But Bryan isn't going to let a broken bone stop him from his Farm Tour, which is a passion project for the reigning CMA entertainer of the year. He's been doing the Farm Tour for eight years and it's grown in scale and purpose. This year, he put out an EP to go along with the tour, similar to what he did for years during his annual Spring Break tours.
The Farm Tour brings Luke Bryan concerts to working farms in small agriculturally focused communities and cities throughout the South and Midwest that don't have an arena or venue large enough for his regular tour. Crews erect a massive stage in pasture land or hay field and 15,000 fans drive through winding dirt paths to get to the stage. It's like a country version of Bonnaroo, but for one night only.
Bryan feels right at home on Highland Farms in Kentucky. He grew up in a farming business, the son of a peanut farmer in Leesburg, Georgia.
"I spent the majority of my life thinking I would work in agriculture," Bryan said. He was drawn to music as a teen and graduated from Georgia Southern with a business administration degree. His passion for music persisted until he finally made the move to Nashville, Tennessee.

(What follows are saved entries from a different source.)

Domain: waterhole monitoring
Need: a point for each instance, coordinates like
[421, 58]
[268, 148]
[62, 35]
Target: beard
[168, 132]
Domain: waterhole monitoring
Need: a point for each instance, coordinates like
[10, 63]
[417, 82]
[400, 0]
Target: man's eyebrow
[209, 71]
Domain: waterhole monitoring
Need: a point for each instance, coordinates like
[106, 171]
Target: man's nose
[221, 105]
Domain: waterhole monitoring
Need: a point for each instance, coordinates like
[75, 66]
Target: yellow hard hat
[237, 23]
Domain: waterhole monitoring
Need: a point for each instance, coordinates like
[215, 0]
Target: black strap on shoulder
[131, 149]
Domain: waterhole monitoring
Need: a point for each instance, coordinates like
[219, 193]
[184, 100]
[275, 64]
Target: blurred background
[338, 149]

"I think I picked the right profession," Bryan said. "Farming is pretty brutal, but you know it's also a very fulfilling life. I could have farmed the rest of my life and really had a fun, happy enjoyable life."

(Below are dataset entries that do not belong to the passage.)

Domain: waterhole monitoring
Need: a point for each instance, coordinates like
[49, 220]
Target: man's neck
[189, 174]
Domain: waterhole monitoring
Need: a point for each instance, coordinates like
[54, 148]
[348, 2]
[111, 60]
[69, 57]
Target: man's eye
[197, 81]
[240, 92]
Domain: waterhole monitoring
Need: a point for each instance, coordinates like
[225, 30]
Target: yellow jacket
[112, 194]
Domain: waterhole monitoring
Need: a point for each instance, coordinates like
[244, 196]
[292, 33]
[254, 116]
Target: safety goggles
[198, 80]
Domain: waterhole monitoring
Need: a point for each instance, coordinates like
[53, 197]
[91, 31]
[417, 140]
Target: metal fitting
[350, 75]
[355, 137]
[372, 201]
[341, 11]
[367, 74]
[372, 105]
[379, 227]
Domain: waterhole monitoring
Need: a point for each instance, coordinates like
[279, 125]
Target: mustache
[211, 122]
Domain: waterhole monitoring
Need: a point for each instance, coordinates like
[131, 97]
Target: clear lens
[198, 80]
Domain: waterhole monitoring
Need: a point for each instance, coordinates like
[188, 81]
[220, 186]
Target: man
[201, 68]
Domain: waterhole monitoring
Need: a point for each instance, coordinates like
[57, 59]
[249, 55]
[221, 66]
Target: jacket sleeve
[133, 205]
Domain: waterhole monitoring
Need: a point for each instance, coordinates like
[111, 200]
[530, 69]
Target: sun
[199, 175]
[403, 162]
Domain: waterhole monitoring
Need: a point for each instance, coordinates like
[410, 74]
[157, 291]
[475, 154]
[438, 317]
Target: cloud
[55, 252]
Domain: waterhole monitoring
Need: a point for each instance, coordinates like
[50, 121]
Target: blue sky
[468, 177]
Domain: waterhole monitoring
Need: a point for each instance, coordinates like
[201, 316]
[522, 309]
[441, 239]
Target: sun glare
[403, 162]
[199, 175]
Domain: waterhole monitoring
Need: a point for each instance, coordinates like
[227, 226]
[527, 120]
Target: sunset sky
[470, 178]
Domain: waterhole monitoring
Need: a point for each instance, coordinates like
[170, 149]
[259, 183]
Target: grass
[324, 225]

Bryan provides a scholarship for a local college student at each of his stops on the Farm Tour, which runs until Saturday. By the end of this year's tour, he'll have given out 50 scholarships.
"On a lot of these farms, these kids from farming backgrounds, they don't want to go to college because they don't want to leave their family with the burden of the farm," Bryan said. "So hopefully we can kick-start their college career."